All so I can seamlessly play music on TWO bluetooth speakers while also browsing logs without learning regex.

>Lennart Poettering is a dev who has contributed MASSIVE AMOUNTS OF CODE

Massive amounts of code is a clear and present problem. Why is the solution more complex than the problem domain? Why is the success being measured by magnitude of effort, rather than by barriers removed, and standards adhered to?

--

[1] what makes an UNIX application? small POSIX applications tied together with shell scripts, communicating via pipes, exposing services as files, following the `Worse is better' and `Do one thing, and do it well' principles.

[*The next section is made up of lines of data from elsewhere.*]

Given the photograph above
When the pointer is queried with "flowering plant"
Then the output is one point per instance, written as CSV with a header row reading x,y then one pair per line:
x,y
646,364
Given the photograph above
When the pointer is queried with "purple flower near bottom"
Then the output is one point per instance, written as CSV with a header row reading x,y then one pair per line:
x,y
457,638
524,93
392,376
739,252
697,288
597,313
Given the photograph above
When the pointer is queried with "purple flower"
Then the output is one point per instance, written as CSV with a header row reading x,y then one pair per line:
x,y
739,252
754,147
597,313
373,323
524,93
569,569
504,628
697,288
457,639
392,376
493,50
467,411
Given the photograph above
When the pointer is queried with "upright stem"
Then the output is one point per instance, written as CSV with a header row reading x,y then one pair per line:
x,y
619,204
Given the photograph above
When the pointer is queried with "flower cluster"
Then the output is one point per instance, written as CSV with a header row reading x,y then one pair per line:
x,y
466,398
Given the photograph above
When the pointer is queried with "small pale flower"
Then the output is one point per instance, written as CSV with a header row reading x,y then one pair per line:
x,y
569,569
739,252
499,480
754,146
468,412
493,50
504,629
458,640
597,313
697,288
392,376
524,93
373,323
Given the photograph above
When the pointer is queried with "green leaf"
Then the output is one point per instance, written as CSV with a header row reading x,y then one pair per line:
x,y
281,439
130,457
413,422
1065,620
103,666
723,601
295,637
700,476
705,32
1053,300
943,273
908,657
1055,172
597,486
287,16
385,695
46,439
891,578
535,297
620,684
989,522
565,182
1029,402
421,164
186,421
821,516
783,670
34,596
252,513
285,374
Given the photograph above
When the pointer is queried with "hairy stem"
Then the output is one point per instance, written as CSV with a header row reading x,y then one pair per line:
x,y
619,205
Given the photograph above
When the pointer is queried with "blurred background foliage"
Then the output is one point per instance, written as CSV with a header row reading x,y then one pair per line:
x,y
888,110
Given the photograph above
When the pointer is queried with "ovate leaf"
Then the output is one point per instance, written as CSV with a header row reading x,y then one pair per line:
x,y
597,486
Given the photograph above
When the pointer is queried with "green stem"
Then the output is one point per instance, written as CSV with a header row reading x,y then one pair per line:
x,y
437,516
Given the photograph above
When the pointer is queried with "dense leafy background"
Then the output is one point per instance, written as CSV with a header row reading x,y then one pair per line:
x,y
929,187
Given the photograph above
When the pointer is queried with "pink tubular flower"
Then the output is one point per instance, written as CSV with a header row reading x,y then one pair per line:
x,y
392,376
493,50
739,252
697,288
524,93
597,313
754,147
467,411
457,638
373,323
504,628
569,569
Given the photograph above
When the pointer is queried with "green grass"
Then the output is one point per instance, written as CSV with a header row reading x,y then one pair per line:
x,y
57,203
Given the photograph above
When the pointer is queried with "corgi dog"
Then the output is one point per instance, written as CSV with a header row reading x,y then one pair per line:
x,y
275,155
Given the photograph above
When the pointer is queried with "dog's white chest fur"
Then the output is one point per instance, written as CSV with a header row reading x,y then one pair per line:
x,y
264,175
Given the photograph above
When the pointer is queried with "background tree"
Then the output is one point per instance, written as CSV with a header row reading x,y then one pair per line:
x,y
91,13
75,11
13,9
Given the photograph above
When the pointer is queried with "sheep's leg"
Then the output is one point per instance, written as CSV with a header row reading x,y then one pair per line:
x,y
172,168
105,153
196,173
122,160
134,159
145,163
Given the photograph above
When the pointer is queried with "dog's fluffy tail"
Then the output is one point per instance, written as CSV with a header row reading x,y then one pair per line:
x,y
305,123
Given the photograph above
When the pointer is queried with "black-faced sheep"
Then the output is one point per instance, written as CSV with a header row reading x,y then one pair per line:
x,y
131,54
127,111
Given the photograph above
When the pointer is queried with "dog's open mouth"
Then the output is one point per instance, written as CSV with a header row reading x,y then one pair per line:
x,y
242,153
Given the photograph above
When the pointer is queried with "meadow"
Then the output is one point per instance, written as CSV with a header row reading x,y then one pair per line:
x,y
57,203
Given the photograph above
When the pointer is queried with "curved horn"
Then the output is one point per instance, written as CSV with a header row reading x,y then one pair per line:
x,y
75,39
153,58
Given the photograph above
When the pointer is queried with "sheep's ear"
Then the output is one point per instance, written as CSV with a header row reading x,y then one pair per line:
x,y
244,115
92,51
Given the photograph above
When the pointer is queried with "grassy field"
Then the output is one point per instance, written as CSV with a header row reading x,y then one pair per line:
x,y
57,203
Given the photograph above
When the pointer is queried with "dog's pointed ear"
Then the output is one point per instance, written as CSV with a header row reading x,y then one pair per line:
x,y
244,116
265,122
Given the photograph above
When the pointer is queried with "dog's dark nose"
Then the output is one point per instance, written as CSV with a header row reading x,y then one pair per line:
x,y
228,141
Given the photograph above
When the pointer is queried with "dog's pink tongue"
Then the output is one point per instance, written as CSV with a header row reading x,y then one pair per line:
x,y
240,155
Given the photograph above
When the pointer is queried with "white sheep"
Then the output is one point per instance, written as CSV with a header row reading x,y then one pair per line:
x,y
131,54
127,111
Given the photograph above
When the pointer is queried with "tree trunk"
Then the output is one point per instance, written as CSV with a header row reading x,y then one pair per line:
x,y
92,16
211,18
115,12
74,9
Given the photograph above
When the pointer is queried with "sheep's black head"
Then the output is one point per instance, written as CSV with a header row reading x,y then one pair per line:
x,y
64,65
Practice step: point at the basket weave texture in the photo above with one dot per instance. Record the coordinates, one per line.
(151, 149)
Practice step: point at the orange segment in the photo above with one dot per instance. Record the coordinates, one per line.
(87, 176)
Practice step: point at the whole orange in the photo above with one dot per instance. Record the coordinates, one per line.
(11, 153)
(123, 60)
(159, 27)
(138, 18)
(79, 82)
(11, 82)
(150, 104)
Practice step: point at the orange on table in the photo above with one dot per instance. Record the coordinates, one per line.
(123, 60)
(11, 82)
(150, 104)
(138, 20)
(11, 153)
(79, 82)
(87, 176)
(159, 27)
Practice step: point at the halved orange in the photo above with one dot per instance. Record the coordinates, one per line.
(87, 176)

> Why is the solution more complex than the problem domain?

So, where's your solution? If it's so simple, where is your contribution?

The fact is, he did it. You haven't. I can't even begin to imagine how much crap Lennart gets everyday by people who think they know everything and yet never actually seem to write any code.

Have some respect for the guy even if you disagree with the way he works, because you know.. his code is being used.

openrc, runit, s6, upstart*

dmix, jack, pipewire

* now maintained at https://gitlab.com/chinstrap/startup

I mean, if anything your list proves my point. They're not used at all. Also, I was asking parent for his implementation - I'm assuming he hasn't written any actual code though.
> I was asking parent for his implementation

This is not a valid argument, invalidating discussion of merit of thing based on not having personally created incarnation of said thing would remove 99% of debate of FOSS to no ones benefit.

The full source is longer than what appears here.